To be a Chapter 7 Trustee, you must first be appointed to your region's sitting trustee panel by the Office of the United States Trustee. Then, at the commencement of each Chapter 7 case, the U.S. Trustee's office selects a member of this panel to serve as Chapter 7 Trustee. Appropriately, appointment to one's local Chapter 7 panel can open the door to a steady stream of trustee work. Although trustees are a hallmark of Chapter 7 proceedings, they are also sometimes appointed in Chapter 11 proceedings involving liquidations of the debtor's entire business. Many practitioners enjoy serving as Chapter 7 trustees; while you are still primarily an attorney, you get to play quasi-businessman. "If the business is a restaurant, you get to play restaurateur," albeit one closing down its business, notes Leonard Pena of Los Angeles bankruptcy boutique Weinstein, Eisen, Weiss & Rothschild LLP. Many practitioners also find representation of Chapter 7 Trustees satisfying from a legal standpoint. Aram Ordubegian, also of Weinstein, Eisen, Weiss & Rothschild LLP, describes Chapter 7 representation as "raw bankruptcy work," focused on quickly wrapping up the estate, maximizing its value through avoidance actions, and slicing up the pie to creditors.
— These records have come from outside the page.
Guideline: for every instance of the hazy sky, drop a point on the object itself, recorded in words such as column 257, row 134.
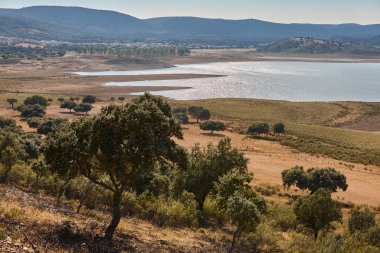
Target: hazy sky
column 285, row 11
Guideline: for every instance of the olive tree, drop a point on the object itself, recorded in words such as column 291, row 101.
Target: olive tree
column 11, row 101
column 317, row 211
column 115, row 147
column 279, row 128
column 236, row 198
column 260, row 128
column 314, row 178
column 207, row 165
column 212, row 126
column 361, row 221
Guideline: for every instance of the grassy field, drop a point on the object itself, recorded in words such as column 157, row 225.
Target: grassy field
column 306, row 124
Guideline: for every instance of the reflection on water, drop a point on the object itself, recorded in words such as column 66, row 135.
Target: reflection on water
column 295, row 81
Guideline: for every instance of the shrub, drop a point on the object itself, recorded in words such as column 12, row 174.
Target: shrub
column 361, row 221
column 36, row 100
column 279, row 128
column 260, row 128
column 212, row 126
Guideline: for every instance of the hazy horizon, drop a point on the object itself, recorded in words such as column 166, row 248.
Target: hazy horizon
column 279, row 11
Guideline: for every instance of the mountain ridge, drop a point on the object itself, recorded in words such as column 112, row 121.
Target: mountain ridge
column 104, row 24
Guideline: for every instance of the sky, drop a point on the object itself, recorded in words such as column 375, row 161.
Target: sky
column 282, row 11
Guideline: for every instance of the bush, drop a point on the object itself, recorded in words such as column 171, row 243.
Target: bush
column 282, row 216
column 260, row 128
column 28, row 111
column 361, row 221
column 36, row 100
column 212, row 126
column 279, row 128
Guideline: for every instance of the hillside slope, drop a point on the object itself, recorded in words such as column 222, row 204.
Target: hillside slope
column 113, row 25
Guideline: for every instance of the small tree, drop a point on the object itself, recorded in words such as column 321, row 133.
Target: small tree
column 317, row 211
column 11, row 152
column 68, row 105
column 121, row 99
column 89, row 100
column 207, row 165
column 36, row 100
column 212, row 126
column 199, row 113
column 11, row 101
column 260, row 128
column 314, row 178
column 115, row 147
column 5, row 122
column 83, row 108
column 279, row 128
column 28, row 111
column 361, row 221
column 204, row 114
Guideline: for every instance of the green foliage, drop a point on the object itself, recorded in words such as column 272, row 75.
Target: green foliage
column 28, row 111
column 199, row 113
column 47, row 126
column 68, row 105
column 212, row 126
column 260, row 128
column 279, row 128
column 207, row 165
column 11, row 151
column 83, row 107
column 89, row 99
column 361, row 221
column 317, row 211
column 314, row 179
column 11, row 101
column 373, row 236
column 282, row 217
column 5, row 123
column 115, row 147
column 36, row 100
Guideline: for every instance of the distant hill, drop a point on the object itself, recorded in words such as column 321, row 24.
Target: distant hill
column 81, row 23
column 316, row 46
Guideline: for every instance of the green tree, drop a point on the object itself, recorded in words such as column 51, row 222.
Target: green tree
column 11, row 152
column 5, row 122
column 89, row 99
column 28, row 111
column 205, row 114
column 361, row 221
column 314, row 178
column 279, row 128
column 11, row 101
column 317, row 211
column 121, row 99
column 116, row 146
column 83, row 108
column 199, row 113
column 260, row 128
column 212, row 126
column 68, row 105
column 207, row 165
column 36, row 100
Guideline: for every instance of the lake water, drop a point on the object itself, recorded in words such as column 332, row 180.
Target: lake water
column 294, row 81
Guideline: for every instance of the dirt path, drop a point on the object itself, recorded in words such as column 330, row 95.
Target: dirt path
column 269, row 159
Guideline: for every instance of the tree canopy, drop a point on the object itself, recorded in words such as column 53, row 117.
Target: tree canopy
column 314, row 178
column 116, row 146
column 317, row 211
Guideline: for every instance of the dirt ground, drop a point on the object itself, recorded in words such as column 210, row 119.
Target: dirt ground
column 268, row 159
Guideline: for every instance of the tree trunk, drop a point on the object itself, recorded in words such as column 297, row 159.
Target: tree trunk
column 236, row 233
column 116, row 216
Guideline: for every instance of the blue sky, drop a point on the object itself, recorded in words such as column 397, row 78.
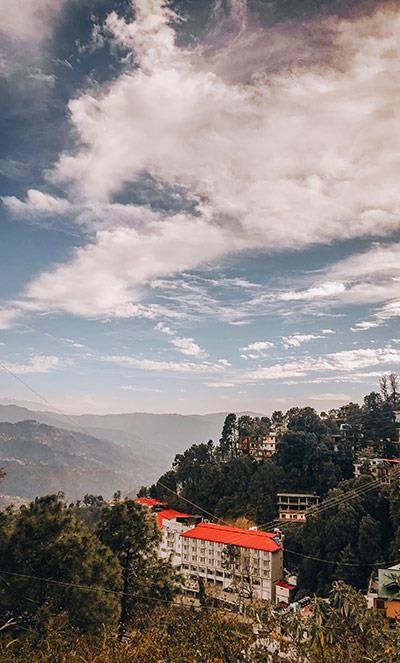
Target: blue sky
column 200, row 203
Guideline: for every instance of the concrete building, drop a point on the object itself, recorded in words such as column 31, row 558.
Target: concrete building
column 384, row 594
column 284, row 592
column 172, row 523
column 293, row 506
column 380, row 469
column 232, row 560
column 258, row 449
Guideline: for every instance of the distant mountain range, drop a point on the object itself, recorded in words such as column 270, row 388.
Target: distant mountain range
column 43, row 451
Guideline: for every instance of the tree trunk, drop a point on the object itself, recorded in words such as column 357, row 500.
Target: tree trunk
column 124, row 600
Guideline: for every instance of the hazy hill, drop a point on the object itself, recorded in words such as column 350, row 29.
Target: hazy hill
column 149, row 442
column 42, row 459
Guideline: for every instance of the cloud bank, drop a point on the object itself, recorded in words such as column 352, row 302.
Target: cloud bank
column 278, row 162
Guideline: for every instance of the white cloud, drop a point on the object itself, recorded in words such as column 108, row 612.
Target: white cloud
column 331, row 396
column 162, row 327
column 27, row 20
column 220, row 385
column 164, row 366
column 187, row 346
column 8, row 317
column 371, row 277
column 258, row 346
column 322, row 291
column 36, row 202
column 37, row 364
column 253, row 155
column 141, row 390
column 339, row 362
column 296, row 340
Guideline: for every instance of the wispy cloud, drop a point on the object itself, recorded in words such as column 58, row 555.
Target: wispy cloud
column 36, row 364
column 184, row 344
column 338, row 362
column 164, row 366
column 180, row 117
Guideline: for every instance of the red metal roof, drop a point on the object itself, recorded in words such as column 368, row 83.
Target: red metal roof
column 150, row 501
column 243, row 538
column 170, row 514
column 285, row 585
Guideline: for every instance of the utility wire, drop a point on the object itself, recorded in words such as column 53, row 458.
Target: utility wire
column 197, row 506
column 104, row 590
column 330, row 503
column 335, row 501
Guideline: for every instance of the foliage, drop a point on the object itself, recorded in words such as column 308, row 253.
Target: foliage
column 44, row 554
column 131, row 532
column 338, row 630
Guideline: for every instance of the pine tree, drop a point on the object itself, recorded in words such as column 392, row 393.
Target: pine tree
column 131, row 532
column 51, row 554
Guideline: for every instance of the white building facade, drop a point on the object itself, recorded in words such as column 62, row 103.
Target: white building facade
column 234, row 560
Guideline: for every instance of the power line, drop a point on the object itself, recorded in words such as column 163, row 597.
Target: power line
column 104, row 590
column 339, row 563
column 197, row 506
column 335, row 501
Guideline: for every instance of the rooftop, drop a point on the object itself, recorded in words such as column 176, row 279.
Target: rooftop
column 150, row 501
column 285, row 585
column 170, row 514
column 243, row 538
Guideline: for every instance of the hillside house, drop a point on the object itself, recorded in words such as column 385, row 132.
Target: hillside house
column 293, row 506
column 258, row 449
column 237, row 561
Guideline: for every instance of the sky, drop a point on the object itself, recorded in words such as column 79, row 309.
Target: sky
column 200, row 208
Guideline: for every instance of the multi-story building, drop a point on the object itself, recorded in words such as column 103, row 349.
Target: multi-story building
column 380, row 469
column 172, row 523
column 284, row 592
column 384, row 594
column 258, row 449
column 229, row 559
column 293, row 506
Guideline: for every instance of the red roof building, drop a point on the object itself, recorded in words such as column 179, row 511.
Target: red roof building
column 243, row 538
column 150, row 501
column 252, row 569
column 170, row 514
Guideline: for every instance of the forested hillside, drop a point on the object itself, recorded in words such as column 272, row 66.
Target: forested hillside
column 315, row 453
column 40, row 459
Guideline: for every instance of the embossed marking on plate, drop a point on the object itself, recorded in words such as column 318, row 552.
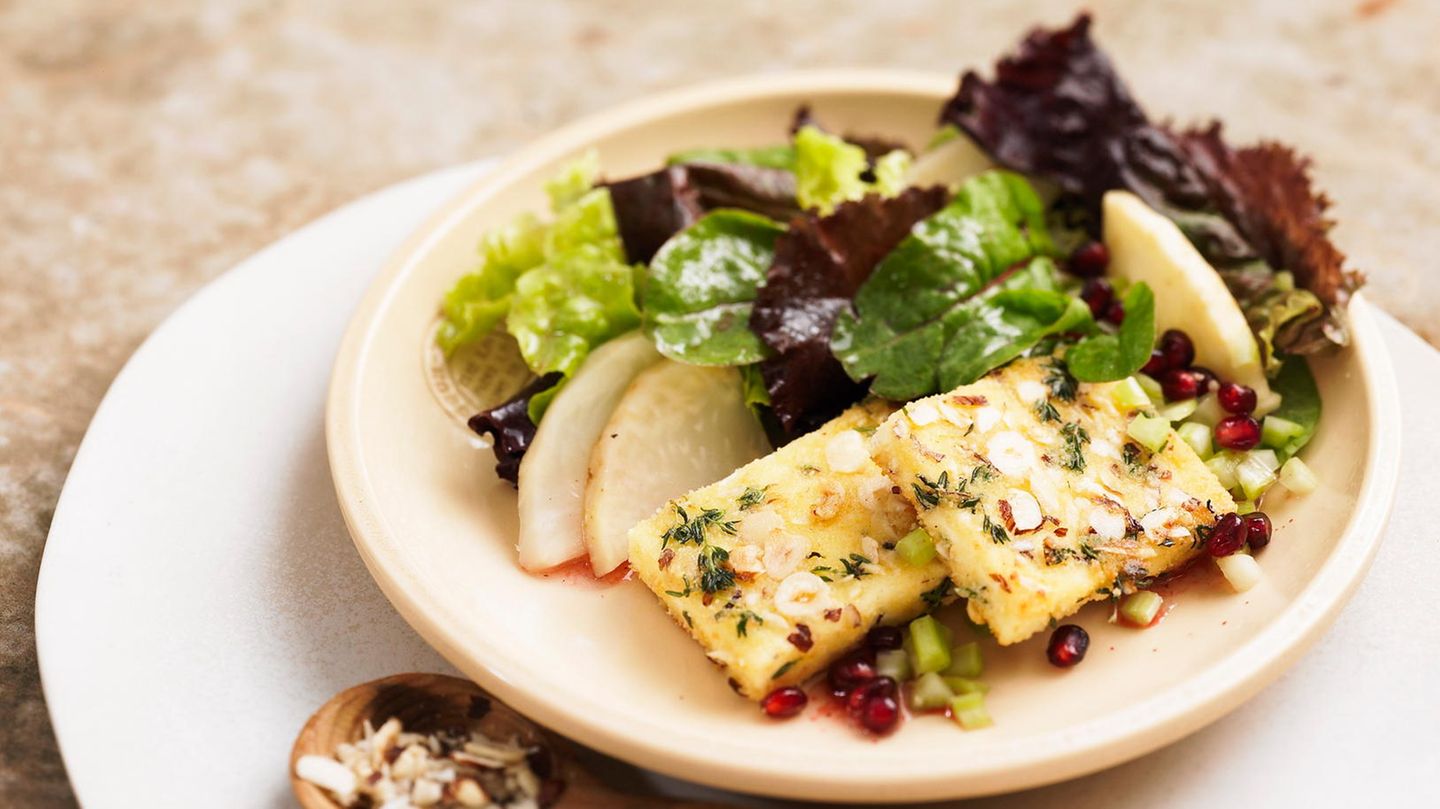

Trustee representation also affords practitioners the benefit of a savvy client with substantial bankruptcy experience in and knowledge, and no other interest besides maximizing the value of the estate and creditor returns.
On the downside are the administrative responsibilities of the position, including the filing of endless reports with the court, which can grow tedious. Nonetheless, for many practitioners, the opportunity to play fiduciary and businessman is an exciting change-of-pace.